Summary
denying relief to challenge similar business records to show Enterprises' ownership of deeds of trust
Summary of this case from Fed. Hous. Fin. Agency v. Thunder Props., Inc.Opinion
Case No. 2:17-cv-01867-JCM-CWH
04-10-2019
ORDER
Presently before the court is defendant SFR Investments Pool 1, LLC's ("SFR") motion for reconsideration. (ECF No. 92). Plaintiffs Federal Home Loan Mortgage Corporation ("Freddie Mac") and M&T Bank ("M&T") (collectively "plaintiffs") filed a response (ECF No. 97), to which SFR replied (ECF No. 98).
Also before the court is plaintiffs' motion for leave to file surreply. (ECF No. 99). SFR filed a response (ECF No. 100), to which plaintiffs replied (ECF No. 101).
I. Facts
This action arises from a dispute over real property located at 8186 Deadwood Bend court, Las Vegas, Nevada 89178 ("the property"). (ECF No. 1).
Ronald Franke purchased the property on or about November 2, 2006. (ECF No. 28-2). Franke financed the purchase with a loan in the amount of $202,250.00 from Universal American Mortgage Company, LLC ("Universal"). Id. Universal secured the loan with a deed of trust, which names Universal as the lender, Stewart Title Company as the trustee, and Mortgage Electronic Registration Systems, Inc. ("MERS") as the beneficiary as nominee for the lender and lender's successors and assigns. Id.

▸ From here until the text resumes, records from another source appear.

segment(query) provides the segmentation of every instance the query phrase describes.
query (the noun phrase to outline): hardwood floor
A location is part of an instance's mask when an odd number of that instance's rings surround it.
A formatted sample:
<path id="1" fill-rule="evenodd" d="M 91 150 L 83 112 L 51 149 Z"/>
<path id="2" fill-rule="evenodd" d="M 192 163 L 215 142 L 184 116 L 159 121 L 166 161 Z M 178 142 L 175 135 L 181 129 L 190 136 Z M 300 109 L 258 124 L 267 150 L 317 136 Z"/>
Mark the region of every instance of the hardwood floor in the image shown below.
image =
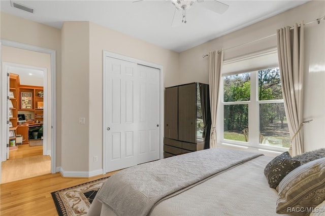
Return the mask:
<path id="1" fill-rule="evenodd" d="M 26 149 L 17 152 L 15 157 L 21 158 L 30 155 Z M 34 154 L 34 152 L 30 153 Z M 64 178 L 58 173 L 2 184 L 0 185 L 0 215 L 57 215 L 51 192 L 109 176 L 114 172 L 90 178 Z"/>
<path id="2" fill-rule="evenodd" d="M 43 146 L 18 146 L 9 151 L 9 159 L 2 163 L 1 183 L 35 177 L 51 173 L 51 157 L 43 155 Z"/>
<path id="3" fill-rule="evenodd" d="M 63 178 L 49 174 L 0 185 L 0 215 L 57 215 L 51 192 L 85 183 L 114 172 L 91 178 Z"/>

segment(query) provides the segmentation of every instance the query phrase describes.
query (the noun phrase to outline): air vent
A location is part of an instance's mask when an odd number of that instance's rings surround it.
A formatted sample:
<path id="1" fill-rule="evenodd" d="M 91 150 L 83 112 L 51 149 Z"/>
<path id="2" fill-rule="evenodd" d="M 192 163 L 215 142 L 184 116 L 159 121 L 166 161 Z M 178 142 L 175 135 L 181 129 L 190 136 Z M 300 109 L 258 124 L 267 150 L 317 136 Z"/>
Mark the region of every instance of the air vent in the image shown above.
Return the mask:
<path id="1" fill-rule="evenodd" d="M 12 6 L 14 8 L 18 8 L 18 9 L 22 10 L 23 11 L 27 11 L 27 12 L 31 13 L 32 14 L 34 13 L 34 9 L 26 7 L 20 4 L 13 2 L 12 3 Z"/>

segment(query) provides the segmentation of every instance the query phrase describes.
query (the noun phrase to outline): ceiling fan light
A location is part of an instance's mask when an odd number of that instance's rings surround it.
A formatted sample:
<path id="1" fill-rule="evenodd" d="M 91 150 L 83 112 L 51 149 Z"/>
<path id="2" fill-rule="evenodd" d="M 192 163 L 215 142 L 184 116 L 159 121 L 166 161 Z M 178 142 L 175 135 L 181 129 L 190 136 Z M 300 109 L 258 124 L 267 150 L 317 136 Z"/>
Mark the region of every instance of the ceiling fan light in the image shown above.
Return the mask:
<path id="1" fill-rule="evenodd" d="M 196 0 L 171 0 L 172 3 L 179 10 L 187 10 L 192 6 Z"/>

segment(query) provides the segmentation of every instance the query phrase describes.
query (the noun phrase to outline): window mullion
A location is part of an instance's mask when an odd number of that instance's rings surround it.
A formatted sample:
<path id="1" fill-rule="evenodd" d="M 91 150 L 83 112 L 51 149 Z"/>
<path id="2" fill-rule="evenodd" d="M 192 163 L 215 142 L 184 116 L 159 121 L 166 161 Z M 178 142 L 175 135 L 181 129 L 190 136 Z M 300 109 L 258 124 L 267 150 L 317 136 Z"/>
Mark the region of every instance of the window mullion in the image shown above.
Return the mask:
<path id="1" fill-rule="evenodd" d="M 250 74 L 250 102 L 248 105 L 248 127 L 249 142 L 251 146 L 258 146 L 258 104 L 257 102 L 258 97 L 258 73 L 252 71 Z"/>

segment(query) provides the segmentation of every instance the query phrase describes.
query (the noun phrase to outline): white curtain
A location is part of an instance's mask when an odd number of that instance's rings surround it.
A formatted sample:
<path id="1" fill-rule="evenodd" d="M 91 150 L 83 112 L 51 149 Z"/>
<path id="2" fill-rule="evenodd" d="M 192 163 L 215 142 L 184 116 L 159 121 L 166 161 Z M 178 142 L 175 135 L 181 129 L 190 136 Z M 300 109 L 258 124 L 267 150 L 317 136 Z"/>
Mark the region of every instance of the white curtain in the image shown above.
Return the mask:
<path id="1" fill-rule="evenodd" d="M 299 28 L 300 28 L 299 29 Z M 291 137 L 300 129 L 303 120 L 304 24 L 277 30 L 278 56 L 285 115 Z M 294 156 L 303 152 L 300 130 L 292 140 L 289 152 Z"/>
<path id="2" fill-rule="evenodd" d="M 223 50 L 221 51 L 211 51 L 209 54 L 210 104 L 211 113 L 211 130 L 210 136 L 210 148 L 215 148 L 217 144 L 216 133 L 217 109 L 223 59 Z"/>

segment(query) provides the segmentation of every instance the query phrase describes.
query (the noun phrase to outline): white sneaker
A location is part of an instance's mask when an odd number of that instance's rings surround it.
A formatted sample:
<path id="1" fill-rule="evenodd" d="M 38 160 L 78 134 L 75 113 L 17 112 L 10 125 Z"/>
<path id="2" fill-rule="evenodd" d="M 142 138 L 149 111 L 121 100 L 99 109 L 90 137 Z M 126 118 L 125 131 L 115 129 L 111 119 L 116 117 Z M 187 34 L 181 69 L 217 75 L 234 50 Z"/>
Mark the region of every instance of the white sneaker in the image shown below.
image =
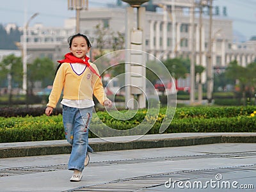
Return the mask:
<path id="1" fill-rule="evenodd" d="M 86 157 L 85 157 L 85 160 L 84 160 L 84 166 L 86 166 L 89 164 L 89 161 L 90 161 L 90 156 L 89 156 L 89 154 L 87 153 Z"/>
<path id="2" fill-rule="evenodd" d="M 82 172 L 74 172 L 73 176 L 70 178 L 70 181 L 71 182 L 77 182 L 77 181 L 80 181 L 81 179 L 83 177 L 83 174 Z"/>

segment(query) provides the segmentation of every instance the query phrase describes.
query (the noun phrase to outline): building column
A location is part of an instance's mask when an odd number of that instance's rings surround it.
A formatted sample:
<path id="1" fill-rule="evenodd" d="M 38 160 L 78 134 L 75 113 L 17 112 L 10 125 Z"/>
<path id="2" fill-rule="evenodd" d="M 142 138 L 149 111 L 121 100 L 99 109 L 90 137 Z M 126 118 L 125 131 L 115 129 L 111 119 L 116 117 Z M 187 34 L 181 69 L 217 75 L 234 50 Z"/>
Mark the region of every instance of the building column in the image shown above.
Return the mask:
<path id="1" fill-rule="evenodd" d="M 226 46 L 225 46 L 225 41 L 223 40 L 221 42 L 221 66 L 225 66 L 225 52 L 226 52 Z"/>

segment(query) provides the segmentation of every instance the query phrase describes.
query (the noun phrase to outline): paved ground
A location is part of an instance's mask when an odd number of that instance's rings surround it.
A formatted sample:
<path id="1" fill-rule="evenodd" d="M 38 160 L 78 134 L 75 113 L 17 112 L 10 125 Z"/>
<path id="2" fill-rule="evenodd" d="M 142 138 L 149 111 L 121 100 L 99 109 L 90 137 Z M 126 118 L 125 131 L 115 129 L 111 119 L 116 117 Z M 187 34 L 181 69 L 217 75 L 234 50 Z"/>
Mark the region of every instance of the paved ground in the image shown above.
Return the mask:
<path id="1" fill-rule="evenodd" d="M 0 191 L 255 191 L 256 188 L 256 143 L 97 152 L 90 156 L 79 182 L 69 181 L 72 173 L 67 170 L 69 154 L 0 159 Z"/>

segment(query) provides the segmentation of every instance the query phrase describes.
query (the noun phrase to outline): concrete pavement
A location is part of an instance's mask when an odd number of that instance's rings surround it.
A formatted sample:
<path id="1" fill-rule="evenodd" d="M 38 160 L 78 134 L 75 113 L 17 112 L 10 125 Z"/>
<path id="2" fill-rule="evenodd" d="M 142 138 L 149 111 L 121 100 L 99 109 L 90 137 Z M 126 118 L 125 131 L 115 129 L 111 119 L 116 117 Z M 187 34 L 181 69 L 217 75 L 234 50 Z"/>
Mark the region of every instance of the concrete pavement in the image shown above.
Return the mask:
<path id="1" fill-rule="evenodd" d="M 221 133 L 221 135 L 222 140 L 226 137 L 225 141 L 230 141 L 232 138 L 237 140 L 238 136 L 240 138 L 244 136 L 251 142 L 222 141 L 215 144 L 202 142 L 209 138 L 212 141 L 211 138 L 218 138 L 216 133 L 208 135 L 202 133 L 197 136 L 161 134 L 158 140 L 157 136 L 140 139 L 145 142 L 150 141 L 144 143 L 149 145 L 154 140 L 159 147 L 141 147 L 139 149 L 127 150 L 120 147 L 121 144 L 125 146 L 126 143 L 122 141 L 131 138 L 116 138 L 116 143 L 120 144 L 117 145 L 119 150 L 97 151 L 91 154 L 90 163 L 84 169 L 79 182 L 69 181 L 72 172 L 67 170 L 68 154 L 1 158 L 0 191 L 254 191 L 256 144 L 248 136 L 253 138 L 255 134 Z M 201 140 L 198 140 L 199 136 Z M 169 140 L 179 141 L 186 138 L 184 141 L 188 141 L 193 137 L 195 145 L 166 146 L 166 143 L 174 143 Z M 163 140 L 165 140 L 166 145 L 159 147 L 159 143 L 159 143 Z M 201 141 L 204 145 L 196 141 Z M 106 143 L 110 145 L 111 142 Z M 134 147 L 135 143 L 133 143 Z M 6 148 L 7 143 L 2 144 L 1 147 L 5 145 Z M 7 145 L 15 148 L 19 147 L 16 146 L 17 144 Z M 23 144 L 27 147 L 40 146 L 38 143 Z"/>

On January 5, 2007, Freddie Mac purchased the loan, thereby obtaining a property interest in the deed of trust. (ECF No. 22). On May 23, 2012, MERS assigned the deed of trust to M&T, Freddie Mac's authorized servicer of the loan. (ECF Nos. 22, 28-12).
On June 24, 2011, Diamond Creek Community Association ("Diamond Creek"), through its agent Alessi & Koenig, LLC ("A&K"), recorded a notice of delinquent assessment lien ("the lien") against the property for Franke's failure to pay Copper Creek in the amount of $930.00. (ECF No. 28-8). On December 1, 2011, Diamond Creek recorded a notice of default and election to sell pursuant to the lien, stating that the amount due was $2,105.00 as of November 7, 2011. (ECF No. 28-9).
On May 7, 2012, Diamond Creek recorded a notice of foreclosure sale against the property. (ECF No. 28-11). On July 20, 2012, Diamond Creek sold the property in a nonjudicial foreclosure sale to SFR in exchange for $5,200.00. (ECF No 28-13). On July 24, 2012, SFR recorded the deed of foreclosure with the Clark County recorder's office. Id.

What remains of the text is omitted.